Pour ma part, je connais et admire une orthodoxie moderne, trop effacée ou timorée à mon goût, qui est aux antipodes du portrait funeste que je viens de dresser. J'ai cité dans mon message précédent des noms de rabbins et non des moindres tels Eliezer Berkowits, Shlomo Riskin, David Hartman. Est-ce volontaire de votre part de ne pas prendre en considération leur propos ? On pourrait y ajouter un tas de noms provenant notamment du monde académique comme Menahem Eilon (qui vient de publier une excellente étude sur le statut de la femme), Ephraïm Urbah, Abraham Grosman. Je pense à un brillant essai de Moshe Koppel (livre plébiscité par Norman Lamm, ed. Aronson), "Meta-Halakha", qui confirme du reste ce que vous affirmez dans votre message, à savoir qu'il existe bel et bien une orthodoxie éclairée qui échappe aux travers dénoncés et est en effet parfaitement capable de penser la Halakha dans l'histoire, et d’en dénoncer les travers dogmatiques. Elle ne vit pas d’anathèmes mais de débats civilisés.

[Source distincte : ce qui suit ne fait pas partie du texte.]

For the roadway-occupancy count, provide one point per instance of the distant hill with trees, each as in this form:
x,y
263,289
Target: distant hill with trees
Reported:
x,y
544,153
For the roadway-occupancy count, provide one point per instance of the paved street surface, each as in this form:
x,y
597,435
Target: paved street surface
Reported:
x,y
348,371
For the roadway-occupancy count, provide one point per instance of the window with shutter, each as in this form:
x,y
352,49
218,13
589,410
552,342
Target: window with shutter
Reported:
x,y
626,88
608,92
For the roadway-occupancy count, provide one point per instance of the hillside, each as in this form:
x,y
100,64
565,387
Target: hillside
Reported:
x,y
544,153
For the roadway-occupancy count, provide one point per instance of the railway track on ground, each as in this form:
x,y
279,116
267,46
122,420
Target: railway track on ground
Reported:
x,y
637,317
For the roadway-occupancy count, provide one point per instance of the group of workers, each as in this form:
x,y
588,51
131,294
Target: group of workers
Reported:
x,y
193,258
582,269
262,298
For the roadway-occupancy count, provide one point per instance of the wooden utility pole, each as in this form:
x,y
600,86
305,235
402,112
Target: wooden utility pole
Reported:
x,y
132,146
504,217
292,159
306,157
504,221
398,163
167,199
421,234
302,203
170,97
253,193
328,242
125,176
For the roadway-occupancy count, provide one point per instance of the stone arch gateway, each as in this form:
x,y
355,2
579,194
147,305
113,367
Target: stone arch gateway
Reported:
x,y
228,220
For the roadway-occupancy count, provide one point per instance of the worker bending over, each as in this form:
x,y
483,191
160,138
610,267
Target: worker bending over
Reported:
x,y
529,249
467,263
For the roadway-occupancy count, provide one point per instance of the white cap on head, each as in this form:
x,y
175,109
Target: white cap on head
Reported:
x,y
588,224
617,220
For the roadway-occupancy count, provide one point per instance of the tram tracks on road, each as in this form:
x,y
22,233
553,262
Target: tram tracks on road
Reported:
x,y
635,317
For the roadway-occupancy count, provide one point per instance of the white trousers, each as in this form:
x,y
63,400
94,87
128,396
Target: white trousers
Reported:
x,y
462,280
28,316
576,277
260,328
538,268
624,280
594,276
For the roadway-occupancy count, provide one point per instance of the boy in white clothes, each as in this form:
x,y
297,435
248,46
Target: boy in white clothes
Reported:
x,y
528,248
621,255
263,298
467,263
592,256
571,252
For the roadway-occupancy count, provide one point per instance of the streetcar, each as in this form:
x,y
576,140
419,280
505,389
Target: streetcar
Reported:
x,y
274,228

De même, je ne peux que souscrire à l'attitude que vous préconisez quant à la façon de faire face aux textes de la tradition qui nous semble scabreux ou scandaleux pour une raison ou une autre. Votre critique faite à l’encontre de ceux qui se cantonnent aux grands principes de morale et se font juges de l’humanité me semble fondée. Certains des nôtres tombent parfois dans ce travers. Oui, certains textes représentent un défi précisément parce qu’ils échappent à notre mentalité et heurtent notre conscience. Il ne s’agit ni de les « excuser » ni de les juger du haut de notre prétendue morale naturelle ou universelle. Ce serait, là encore adopter, un point de vue ahistorique là où le travail consiste à contextualiser. Les fondamentalistes et les tout-moralistes modernistes ont paradoxalement ceci en commun de séparer les textes des contextes. D’accord donc pour dire que c’est en prenant ces textes « au sérieux » que l’on peut espérer y déceler le sens spirituel malgré ce qui nous heurte, y entendre même, selon l’expression de Heschel, la voix de Dieu, malgré l’insolite. Au demeurant : on peut "comprendre" que telle norme ait été admise en un certain stade de l'évolution des mœurs de la civilisation juive (ex esclavage perpétuel, confinement des femmes, exécution capitale par lapidation, ordalie), et en même temps se sentir en droit et même en devoir de prendre de la hauteur et du recul car des évolutions majeures et positives (de notre point de vue) se sont produites qui ont rendu certaines pratiques intolérables, y compris pour les normes actuelles du judaïsme rabbinique. C’est vouloir revenir à des conceptions discriminantes inscrites dans les textes passés qui est de notre point de vue inacceptable. Ils ont grand tort ceux qui relèguent les considérations éthiques dans le jugement des normes de la Halakha à du bas « humanisme » ou à de la « morale universelle » à tous crins. Ces termes ne devraient rien avoir de péjoratif. Le sens moral à maintes fois infléchi la norme de halakha, il existe toute une littérature sur ce sujet. Parfois, c’est tout simplement le bon sens, ein lo la-dayan elà ma-che-einav root, « le juge n’a (en dernier recours) que son propre regard pour juger de la loi » (cf. Nida 20b ; Sanhédrin 6b, Baba batra 130b). Et parfois, c’est carrément le sens visionnaire : ce qui convient à la nouvelle génération ou ce vers quoi il convient de tendre. C’est là en réalité que tout le débat se joue.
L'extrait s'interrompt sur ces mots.